A tall, pitch-black Friesian named Othello pranced out of the pavilion attended by Ben LaBrie of Friesians of Majesty from Townshend, VT. A Fell Pony imported from England, one of 400 in the U.S., is 15-year-old stallion Lunesdale Mercury, owned by Laura Hamilton of Vermont Firefly Farm in Roxbury, MA.
Over in the Better Living Center, people signed up to win a prize — riding Icelandics in Iceland from Equitours, which specializes in horseback vacations worldwide. Richard Fox tended the booth with his wife, Hadley, carrying on the business started by his parents Bayard and Mel Fox. They feature trips to 40 countries worldwide.

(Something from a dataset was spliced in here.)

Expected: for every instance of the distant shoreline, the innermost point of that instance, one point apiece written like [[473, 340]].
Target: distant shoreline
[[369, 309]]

People also signed up for A&B insurance, selling equine and farm insurance for more than 50 years, said representative Kathy Frey. The name changed to A&B five years ago, after they became an independent agent. Before that, there were “captive,” working for the insurance company. Now, “Instead of trying to fit clients to the insurance, make the insurance fit the clients,” she said.
Elsewhere, Leo Martin manned the Double M Tack Store booth, the 2nd generation of the business started by his parents Ron and Kathy Martin in Ballston Spa NY. Natasha Nagawiecki, of Massapequa NY, accompanied by her fiancé Mike Messina, visited his booth to try on blinking pink hats with her friend and business partner Lauren Czypinksi.
A few booths away was Double M Western Store run by Cindy Martin, whose husband is Wayne Martin, of the store originator’s family. Martin’s 15 year old daughter Jessica barrel races and rides carrying the American Flag in the summertime rodeos held outside the store in Ballston, NY. Her 9 year old son Clayton does a whip act during the rodeos.